Nachdem das vom Kloster Tegernsee errichtete alte Badhaus 1627 abgebrannt war, dauerte es einige Zeit, bis Abt Bernhard Wenzl einen neuen Anfang machte: 1696 ließ er „in thermis Kreuthensibus“ ein steinernes Haus mit angebauter kleiner Kapelle errichten. Sein Nachfolger Abt Quirin Millon stockte das Badgebäude auf, vergrößerte die Kapelle erheblich und ließ auf ihren Altar eine im Kloster hoch verehrte Kreuzigungsgruppe übertragen. Sie zeichnet sich dadurch aus, dass vier (scheinbar) fliegende Engel mit Kelchen das aus den Wunden des Gekreuzigten strömende Blut auffangen.

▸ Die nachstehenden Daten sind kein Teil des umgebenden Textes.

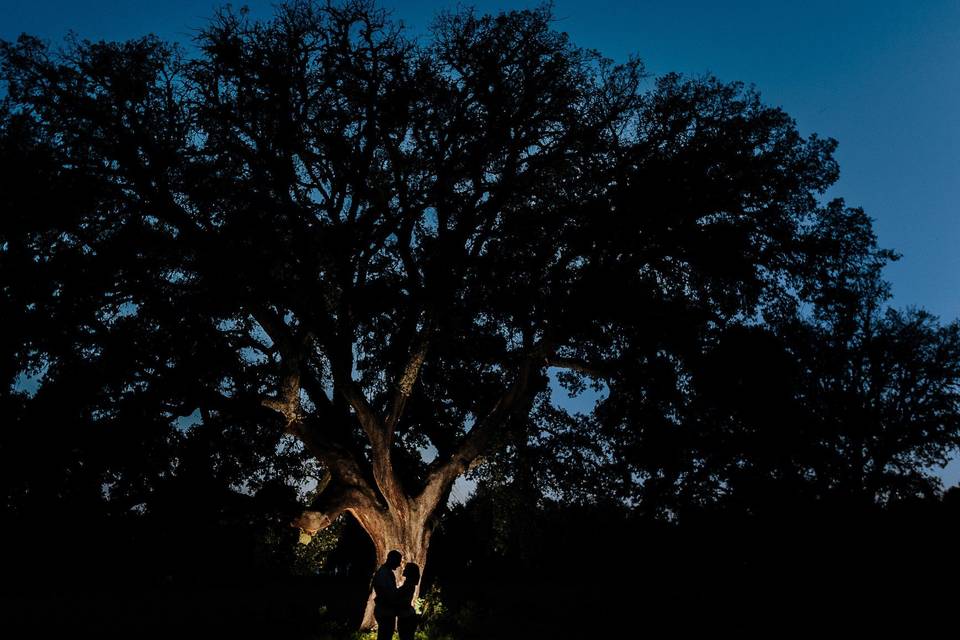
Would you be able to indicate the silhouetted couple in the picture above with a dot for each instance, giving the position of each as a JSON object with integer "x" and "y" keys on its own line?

Im Sommer 1708 konnte der Abt Haus und Badeeinrichtungen einweihen und auch die Kapelle provisorisch in Gebrauch nehmen. Das ganze Bad widmete er dem gekreuzigten Heiland und den drei am Hochaltar unter dem Kreuz dargestellten Personen: der schmerzhaften Gottesmutter, dem Evangelisten Johannes und der hl. Maria Magdalena.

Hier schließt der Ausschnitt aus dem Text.